On Fri, 2015-11-20 at 12:24 -0500, Laine Stump wrote:
On 11/20/2015 11:58 AM, Andrea Bolognani wrote:
> On Fri, 2015-11-20 at 11:33 -0500, Laine Stump wrote:
>> Seems safe, but is this really what we want to do? I haven't
>> read/understood the remaining patches yet, but this makes it sound like
>> what is going to happen is that all of the devices will be unbound from
>> vfio-pci immediately, so they are "in limbo", and will then be
reprobed
>> once all devices are unused (and therefore unbound from vfio-pci).
>>
>> I think that may be a bit dangerous. Instead, we should leave the
>> devices bound to vfio-pci until all of them are unused, and at that
>> time, we should unbind them all from vfio-pci, then reprobe them all.
>> (again, I may have misunderstood the direction, if so ignore this).

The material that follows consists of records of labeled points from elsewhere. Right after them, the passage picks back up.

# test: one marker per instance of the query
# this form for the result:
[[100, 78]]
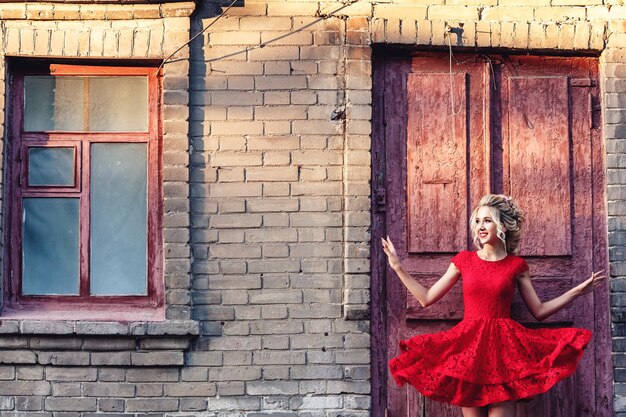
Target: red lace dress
[[488, 357]]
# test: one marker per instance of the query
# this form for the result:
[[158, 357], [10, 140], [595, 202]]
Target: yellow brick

> I agree, we should not unbind any device from vfio-pci until
> all the devices in the IOMMU group have been detached from
> the guest.
... and I've just looked back at my original comment about this in the
BZ, and see that at that time I only suggested delaying the reprobe, but
said nothing about delaying the unbind. And I'm not as sure about the
necessity of waiting as I was 1/2 an hour ago. I suppose the issue is
that it brings all those unbound devices one step closer to getting
bound to the host driver. However, that will happen only if those
device's PCI addresses are written to "drivers_reprobe" in sysfs (right?
is there any other way a more "global" reprobe could happen and snatch
up everything that's currently unbound?)
Any load of a module will snatch up any unclaimed devices that match it,
so if you unbind and leave the devices orpaned, a random module load
could cause much badness. Adding a new_id will also cause a device
scan, so if that happened to match the device: random badness.

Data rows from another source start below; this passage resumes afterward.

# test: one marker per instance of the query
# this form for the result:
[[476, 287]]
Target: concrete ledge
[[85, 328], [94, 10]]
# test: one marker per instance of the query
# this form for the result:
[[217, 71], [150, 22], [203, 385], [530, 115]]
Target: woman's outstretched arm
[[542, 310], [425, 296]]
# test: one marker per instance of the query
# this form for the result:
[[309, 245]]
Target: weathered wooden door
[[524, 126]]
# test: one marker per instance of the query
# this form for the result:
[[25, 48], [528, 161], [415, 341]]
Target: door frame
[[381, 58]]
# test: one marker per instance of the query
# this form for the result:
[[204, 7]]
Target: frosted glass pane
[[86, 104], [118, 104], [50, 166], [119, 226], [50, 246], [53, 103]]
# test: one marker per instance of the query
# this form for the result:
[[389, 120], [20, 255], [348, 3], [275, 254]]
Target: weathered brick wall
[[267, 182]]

So maybe I'd better ask someone who knows more about this than me
-
Alex, is there an issue with unbinding some devices in an iommu group
from vfio-pci at an earlier time, and leaving then unbound to any driver
at all while some other devices in the group are still in use by the
guest? Is there an advantage to keeping them all bound to vfio-pci until
none of them are used, and then unbinding/reprobing them all at the same
time? Or should we unbind each from vfio-pci immediately when they are
detached from the guest, and reprobe them all once they're all unbound?

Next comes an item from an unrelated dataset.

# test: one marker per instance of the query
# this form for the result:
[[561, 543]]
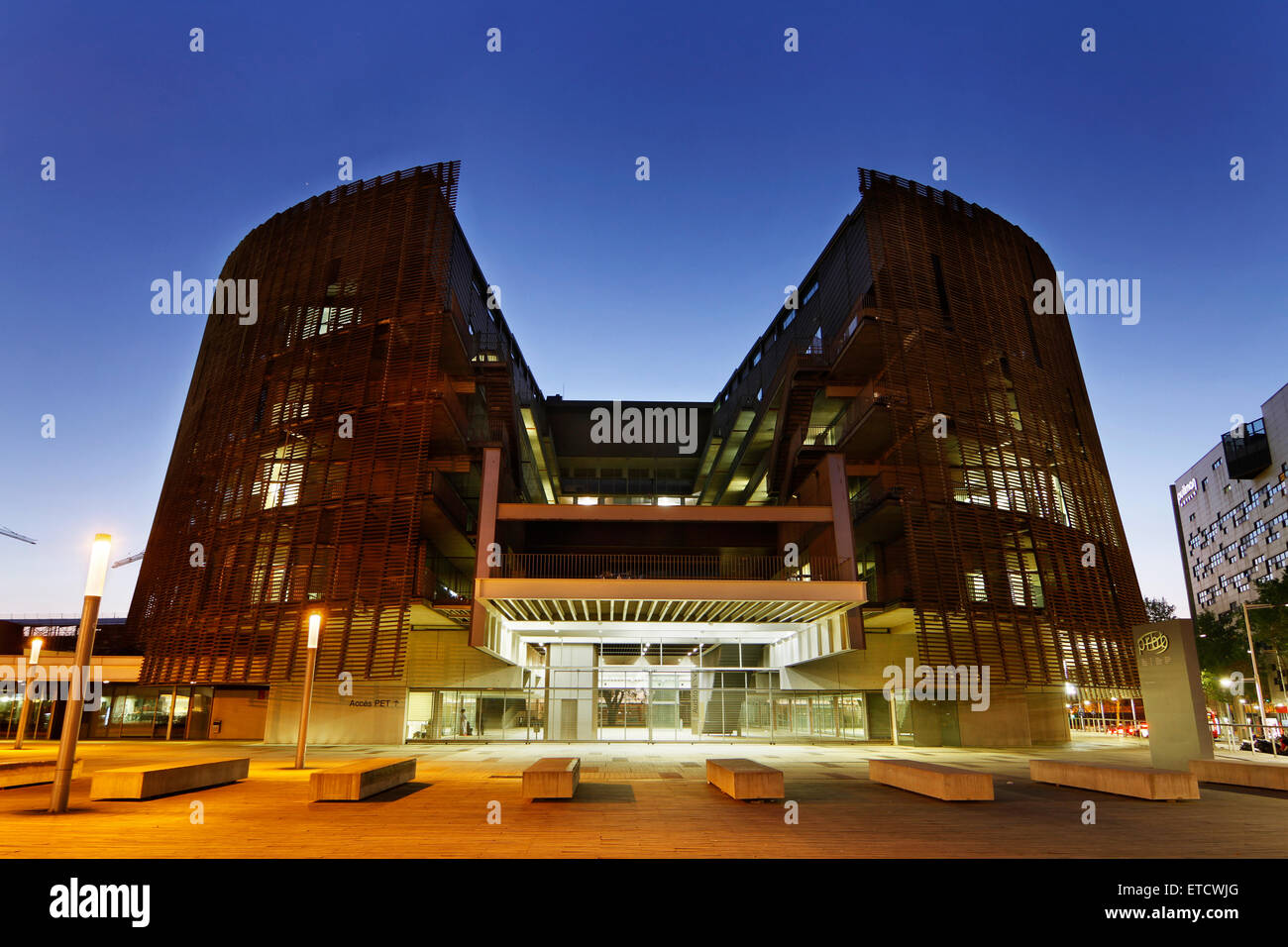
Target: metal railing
[[669, 567]]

Unbinding them from vfio-pci leaves them susceptible to random bad
things happen, as outlined above, and potentially limits vfio's ability
to do things like bus resets. For instance imagine a 2-port NIC where
each port is a PCI function, the functions are grouped together and the
devices don't support any sort of internal reset. If both devices are
bound to vfio-pci, then the user owns them both and we can do a bus
reset. If one of those devices gets released from the user, as soon as
it's unbound from vfio-pci it's no longer in our control and the bus
rest option is gone.
The best course of action would be to leave any managed devices bound to
vfio-pci until all of the devices within the group are no longer in use.
Thanks,
Alex